We developers like to pretend that LLM's are akin to humans and that they've bee...

logicchains · on Dec 28, 2023

> it would be as if I would copy parts of other propriety code and copy paste it into my own codebase.

It's not copy-pasted; it's compressed in a lossy manner. Even GPT4 has nowhere near enough memory to store the entirety of its training data in a non-lossy compression format. Just likes how humans compress the information we read.

lacrimacida · on Dec 28, 2023

>Just likes how humans compress the information we read.

Humans don’t have the scale machines have and moreover humans aren’t sevices, that argument doesn’t fly.

I really think NYTs data isn’t that important and nor crucial, LLMs could’ve just elided it. However, it’s more about training on copyrighted data in general which is kind of crucial for OpenAi, they trained their LLMs indiscriminately on copyrighted content without any plan to share any profits.

wouldbecouldbe · on Dec 28, 2023

You're kind of proving my comment pretending they are akin to a human brain instead of an evolved form of statistics mixed with code, aka transformer model.

Let alone that it's a centralised model that's being distributed for a fee.

mihaic · on Dec 28, 2023

If you have a copyrighted photo that I simply put through jpeg compression, am I legally allowed to use that?

Software programs are not humans, and need to be treated differently. Anthropomorphization is one of the slipperiest paths to argue anything.

kromem · on Dec 28, 2023

It depends on how much is reproducible and what the use is.

If only small patches of the original image can be reproduced then it becomes much more murky.

jamiek88 · on Dec 28, 2023

If it’s lossy compressed how come they have verbatim content from NYT in there that’s easy to recall? That’s what the lawsuit is about.

anon291 · on Dec 28, 2023

Many humans have photographic memories. Not common, but not unheard of for people to be able to memorize long portions of text verbatim.
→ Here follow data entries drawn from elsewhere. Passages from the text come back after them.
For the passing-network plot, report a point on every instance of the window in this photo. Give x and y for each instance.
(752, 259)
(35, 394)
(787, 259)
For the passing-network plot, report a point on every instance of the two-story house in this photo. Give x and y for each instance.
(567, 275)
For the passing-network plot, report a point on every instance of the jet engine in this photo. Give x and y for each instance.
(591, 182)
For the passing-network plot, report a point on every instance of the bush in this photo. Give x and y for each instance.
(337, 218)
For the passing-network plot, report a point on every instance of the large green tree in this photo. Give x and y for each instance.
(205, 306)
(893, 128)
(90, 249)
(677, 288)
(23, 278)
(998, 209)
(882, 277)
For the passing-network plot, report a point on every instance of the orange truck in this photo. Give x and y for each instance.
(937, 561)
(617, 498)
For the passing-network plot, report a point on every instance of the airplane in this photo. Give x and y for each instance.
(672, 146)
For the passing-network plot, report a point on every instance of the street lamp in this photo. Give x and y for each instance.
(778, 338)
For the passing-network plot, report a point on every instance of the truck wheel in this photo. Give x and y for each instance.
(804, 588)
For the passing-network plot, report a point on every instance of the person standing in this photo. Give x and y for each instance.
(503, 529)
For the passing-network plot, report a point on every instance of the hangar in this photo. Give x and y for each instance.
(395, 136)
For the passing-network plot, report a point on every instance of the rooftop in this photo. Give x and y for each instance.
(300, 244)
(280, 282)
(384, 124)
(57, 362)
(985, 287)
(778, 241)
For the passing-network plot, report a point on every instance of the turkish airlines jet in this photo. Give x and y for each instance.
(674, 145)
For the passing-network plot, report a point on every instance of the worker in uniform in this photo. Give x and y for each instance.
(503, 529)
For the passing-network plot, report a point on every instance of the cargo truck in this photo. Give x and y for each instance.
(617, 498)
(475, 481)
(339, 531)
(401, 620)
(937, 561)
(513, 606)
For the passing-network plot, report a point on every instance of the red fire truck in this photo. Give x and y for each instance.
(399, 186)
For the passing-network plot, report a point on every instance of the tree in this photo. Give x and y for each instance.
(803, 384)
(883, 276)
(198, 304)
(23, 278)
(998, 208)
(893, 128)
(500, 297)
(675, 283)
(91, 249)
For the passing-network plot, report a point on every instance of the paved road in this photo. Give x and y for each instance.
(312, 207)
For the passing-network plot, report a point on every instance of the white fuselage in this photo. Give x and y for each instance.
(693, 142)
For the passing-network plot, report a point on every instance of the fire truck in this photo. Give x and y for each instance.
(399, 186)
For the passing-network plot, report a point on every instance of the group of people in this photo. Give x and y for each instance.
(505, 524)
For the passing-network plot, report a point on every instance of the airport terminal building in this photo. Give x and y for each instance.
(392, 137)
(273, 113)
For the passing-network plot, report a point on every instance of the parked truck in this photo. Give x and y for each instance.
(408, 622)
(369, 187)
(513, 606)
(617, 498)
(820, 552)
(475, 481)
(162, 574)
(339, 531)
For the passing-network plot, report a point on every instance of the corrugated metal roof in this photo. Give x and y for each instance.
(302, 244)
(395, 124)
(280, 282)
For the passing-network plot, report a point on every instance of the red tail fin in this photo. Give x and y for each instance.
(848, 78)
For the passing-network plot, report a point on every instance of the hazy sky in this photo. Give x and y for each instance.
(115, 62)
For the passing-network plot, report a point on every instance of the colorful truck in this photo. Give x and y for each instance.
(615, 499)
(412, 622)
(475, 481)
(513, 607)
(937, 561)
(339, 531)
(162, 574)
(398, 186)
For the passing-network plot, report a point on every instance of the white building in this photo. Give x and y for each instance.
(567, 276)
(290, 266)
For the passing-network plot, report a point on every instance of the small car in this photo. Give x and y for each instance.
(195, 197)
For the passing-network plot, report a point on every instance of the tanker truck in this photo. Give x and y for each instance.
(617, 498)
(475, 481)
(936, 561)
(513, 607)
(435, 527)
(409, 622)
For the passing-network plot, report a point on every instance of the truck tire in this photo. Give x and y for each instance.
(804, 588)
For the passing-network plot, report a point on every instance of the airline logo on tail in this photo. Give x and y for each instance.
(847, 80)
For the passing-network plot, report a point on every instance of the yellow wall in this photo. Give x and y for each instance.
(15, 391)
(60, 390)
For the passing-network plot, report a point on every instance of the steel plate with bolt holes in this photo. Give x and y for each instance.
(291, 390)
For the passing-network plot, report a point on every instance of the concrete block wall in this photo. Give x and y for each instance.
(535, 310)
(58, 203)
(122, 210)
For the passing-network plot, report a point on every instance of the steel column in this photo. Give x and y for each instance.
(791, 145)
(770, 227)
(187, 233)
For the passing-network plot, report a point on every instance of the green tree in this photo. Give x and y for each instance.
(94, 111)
For example, the Wikipedia article

https://en.wikipedia.org/wiki/List_of_people_claimed_to_poss...

contains several examples of people who were able to look at pages and recite them back. That is actually a much stronger ability than GPT since GPT has presumably looked at them 100 times.

amelius · on Dec 28, 2023

Yes, and a car is fast horse. Your argument does not tell us anything about whether or not GPT should be legal.

Laws are created by people (not by computers reasoning that all analogies must be true). And fairness is an important part of that process.

wouldbecouldbe · on Dec 28, 2023

So if compress nytimes articles into a vector database and query it is a vector then that's okay in line with your reasoning?

gumballindie · on Dec 28, 2023

> We developers pretend that LLM's are akin to humans and that they've been educational material.

Developers thinking LLMs are akin to humans arent the brightest crop, and are usually a topic of ridicule.

mikewarot · on Dec 29, 2023

>It's much simpler, proprietary writing is now integrated into the source code of OpenAI

The source code of the LLM is likely a few hundred lines of text describing the shape of the neural networks involved in the model.

None of the NYTimes content will be in the source code. NYTimes doesn't publish Python source code, it publishes human language news.

LLMs are conceptually simple, mostly matrix multiplications and some non-linear operations connecting each layer, in some loops based on attention, etc. It's the staggering amount of training data and compute that makes them complex.